Et ce n'est qu'un début

  - Un livre vient de sortir ose poser la question qui fâche: Et si Bazaine n'avait été qu'un bouc émissaire? Encore une affaire à suivre.
  - Les Mosellans de la partie germanophone publient "pour les nuls" un recueil en dialecte Platt destiné aux Mosellans francophones, sur un ton plus amical que provocateur.

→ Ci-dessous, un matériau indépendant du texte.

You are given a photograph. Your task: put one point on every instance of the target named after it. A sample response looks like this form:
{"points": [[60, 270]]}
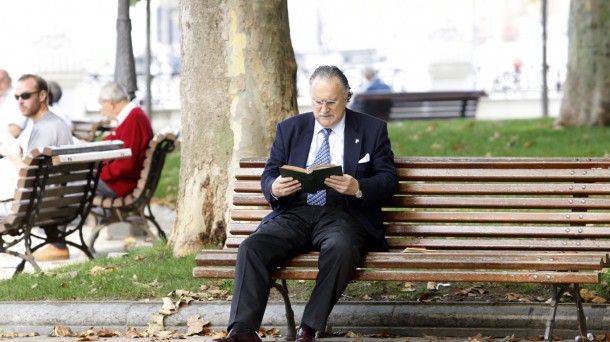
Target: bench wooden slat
{"points": [[577, 218], [422, 230], [431, 261], [572, 203], [99, 146], [91, 156], [509, 244], [486, 162], [508, 175], [574, 189], [462, 219], [422, 276]]}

  - On vient de sceller à l’entrée de couloir le plus passant de la Gare de Metz une plaque à la mémoire d’Adrienne Thomas, l’écrivaine messine d’origine allemande. - Un groupe de chercheurs redonne sa dignité à la tombe de Paul Tornov, l’architecte allemand qui restaura la cathédrale. Sa dépouille, quasiment laissée en friche, dormait au cimetière de Scy-Chazelles depuis sa mort en 1906. La Maison de Robert Schuman aura enfin les moyens de remettre en lumière l'oeuvre exemplaire de ce bâtisseur, une oeuvre accomplie main dans la main avec celle du sculpteur français Auguste Dujardin, lui aussi longtemps calomnié.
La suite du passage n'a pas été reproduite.